緒言.弁理士資格を取得する価値は、いかほど?
弁理士として知的財産の分野で生きていく道が、自分の将来の進路として好適な選択肢であるか否かは、簡単には言い尽くせない、たいへん悩ましいテーマです。この問題を具体的に紐解くためには、次の3点を検討する必要があります。
第1は、知的財産および知的財産制度の将来性です。
知的財産の中心(「核心」といっても良い。)は、特許制度で保護される発明、意匠制度で保護されるデザイン、商標制度で保護されるブランドの3つです。知的財産制度は、知的財産に対する独占排他的な支配権を媒介として、知的財産の保護と利用を図ることにより、新たな知的財産の創出を促進しつつ、産業の発達に寄与する社会的・法律的なシステムです。
結論から言えば、この世界から私有財産制が消えてなくならない限り、知的財産制度の必要性は高まることはあっても希薄化したり消滅したりすることはないでしょう。知的財産および知的財産制度の双方には十分な将来性があります。

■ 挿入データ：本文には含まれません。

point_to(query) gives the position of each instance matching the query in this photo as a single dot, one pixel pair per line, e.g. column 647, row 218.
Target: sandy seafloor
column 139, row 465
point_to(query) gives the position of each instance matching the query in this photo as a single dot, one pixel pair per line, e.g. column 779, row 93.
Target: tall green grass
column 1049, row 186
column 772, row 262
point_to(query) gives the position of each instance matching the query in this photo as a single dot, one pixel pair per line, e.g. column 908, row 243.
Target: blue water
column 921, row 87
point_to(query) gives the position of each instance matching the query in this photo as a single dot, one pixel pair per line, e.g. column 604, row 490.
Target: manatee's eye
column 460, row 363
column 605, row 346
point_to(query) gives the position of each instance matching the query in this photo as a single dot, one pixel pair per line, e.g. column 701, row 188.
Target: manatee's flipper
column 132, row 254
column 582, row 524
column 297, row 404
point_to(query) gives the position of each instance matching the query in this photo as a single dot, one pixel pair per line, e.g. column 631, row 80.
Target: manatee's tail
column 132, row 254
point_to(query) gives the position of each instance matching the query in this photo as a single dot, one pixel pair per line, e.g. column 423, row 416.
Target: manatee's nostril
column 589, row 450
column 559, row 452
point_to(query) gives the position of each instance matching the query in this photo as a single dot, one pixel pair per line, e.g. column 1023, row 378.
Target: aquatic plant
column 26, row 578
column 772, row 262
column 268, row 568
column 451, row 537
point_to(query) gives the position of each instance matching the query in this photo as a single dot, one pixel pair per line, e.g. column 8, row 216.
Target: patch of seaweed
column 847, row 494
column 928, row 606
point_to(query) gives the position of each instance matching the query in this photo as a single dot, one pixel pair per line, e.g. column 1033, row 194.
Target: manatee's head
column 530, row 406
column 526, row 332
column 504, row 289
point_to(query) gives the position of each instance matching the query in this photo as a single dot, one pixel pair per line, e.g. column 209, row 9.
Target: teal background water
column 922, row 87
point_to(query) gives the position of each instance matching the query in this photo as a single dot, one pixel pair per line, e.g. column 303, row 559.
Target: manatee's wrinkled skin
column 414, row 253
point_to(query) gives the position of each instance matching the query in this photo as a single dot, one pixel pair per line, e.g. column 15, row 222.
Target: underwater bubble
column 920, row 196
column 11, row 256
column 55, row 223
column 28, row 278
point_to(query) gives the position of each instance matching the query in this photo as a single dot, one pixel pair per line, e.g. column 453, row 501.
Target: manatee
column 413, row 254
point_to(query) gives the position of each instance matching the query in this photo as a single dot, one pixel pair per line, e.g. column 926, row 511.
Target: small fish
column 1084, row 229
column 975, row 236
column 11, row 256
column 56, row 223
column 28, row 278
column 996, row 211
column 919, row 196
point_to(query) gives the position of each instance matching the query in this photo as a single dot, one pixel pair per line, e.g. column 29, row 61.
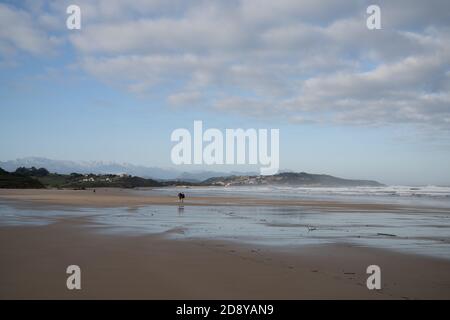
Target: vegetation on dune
column 18, row 181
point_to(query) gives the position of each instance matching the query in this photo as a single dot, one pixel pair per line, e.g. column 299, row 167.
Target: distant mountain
column 100, row 167
column 198, row 176
column 291, row 178
column 194, row 177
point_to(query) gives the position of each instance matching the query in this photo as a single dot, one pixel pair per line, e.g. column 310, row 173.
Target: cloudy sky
column 348, row 101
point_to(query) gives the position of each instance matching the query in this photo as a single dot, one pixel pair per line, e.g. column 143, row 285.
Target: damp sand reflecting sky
column 423, row 233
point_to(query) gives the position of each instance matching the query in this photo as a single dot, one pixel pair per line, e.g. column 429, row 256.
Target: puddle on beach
column 426, row 233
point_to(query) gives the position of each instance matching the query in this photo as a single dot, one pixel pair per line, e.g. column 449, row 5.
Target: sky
column 348, row 101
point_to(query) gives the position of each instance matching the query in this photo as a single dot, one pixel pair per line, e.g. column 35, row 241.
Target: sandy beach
column 34, row 260
column 158, row 266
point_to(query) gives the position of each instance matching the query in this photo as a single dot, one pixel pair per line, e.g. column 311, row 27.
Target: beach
column 180, row 262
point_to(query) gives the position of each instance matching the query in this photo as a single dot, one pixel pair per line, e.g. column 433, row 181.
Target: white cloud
column 303, row 61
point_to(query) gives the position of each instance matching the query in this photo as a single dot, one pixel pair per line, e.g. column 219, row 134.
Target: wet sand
column 110, row 197
column 34, row 260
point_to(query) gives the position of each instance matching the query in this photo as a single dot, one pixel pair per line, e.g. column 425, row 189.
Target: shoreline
column 154, row 267
column 111, row 197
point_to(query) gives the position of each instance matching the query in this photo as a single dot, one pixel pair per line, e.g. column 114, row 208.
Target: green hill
column 18, row 181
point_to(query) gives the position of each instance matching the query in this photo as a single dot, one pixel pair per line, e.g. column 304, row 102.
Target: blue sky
column 348, row 101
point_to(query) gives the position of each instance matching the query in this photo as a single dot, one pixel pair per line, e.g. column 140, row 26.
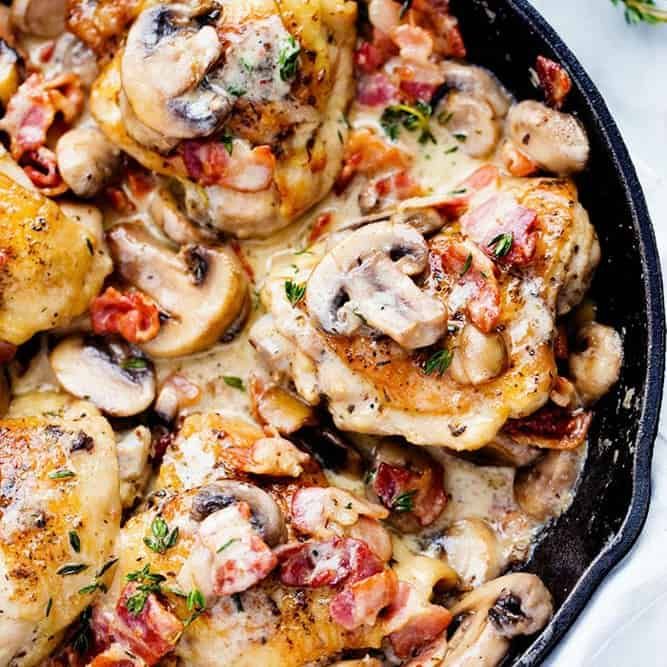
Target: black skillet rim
column 655, row 329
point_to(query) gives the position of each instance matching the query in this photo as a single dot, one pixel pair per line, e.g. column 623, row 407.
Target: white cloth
column 625, row 624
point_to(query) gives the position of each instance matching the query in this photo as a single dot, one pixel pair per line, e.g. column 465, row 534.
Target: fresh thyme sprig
column 642, row 11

このテーマは次回の「第1話」で具体的に検討します。
第2は、弁理士の仕事と、その将来性です。
弁理士は、知的財産制度を専門とする国家資格者です。特許権などの知的財産権を取得したい方のために、代理して特許庁への手続きを行う権利化業務が弁理士の主な仕事です。また、知的財産の専門家として、権利化業務以外の各種の知的財産業務を行います。知的財産および知的財産制度の双方には十分な将来性があることを踏まえた上で、弁理士およびその仕事の将来性はどうなのかを考えます。
最近、人工知能(AI)が人間の仕事を脅かすのではないか、という議論が盛んです。弁理士に限らず、弁護士、医師、会計士なども同様で、若者の志望校選択や職業選択にも大きな影響を与えています。結論から言えば、弁理士としての仕事の一部は人工知能に概ね置き換えられ、他の一部の仕事は人工知能によって弁理士の直接関与する部分が削減されます。しかし、弁理士の仕事の骨格部分(本質的かつ重要な部分)は、人間である弁理士でしか為し得ない固有の仕事として残るでしょう。このテーマは、弁理士の仕事の骨格部分は何なのかという問題でもあり、「第2話」と「第3話」に分けて具体的に検討します。
第3は、弁理士としての仕事が「自分に適しているか否か」です。
弁理士としての適性があるか否かは、自分自身の能力や得手、不得手から考える一方で、自分自身の特性や特徴からも考えるべきでしょう。弁理士は、対人関係の中で仕事しますから、コミュニケーション能力が必要不可欠です。他方で、弁理士は一種の文筆家ですから、作文が不得手だという人は適性がありません。このテーマは、どのようなタイプの人が弁理士に向いているのか、という問題でもあり、「第4話」で具体的に検討します。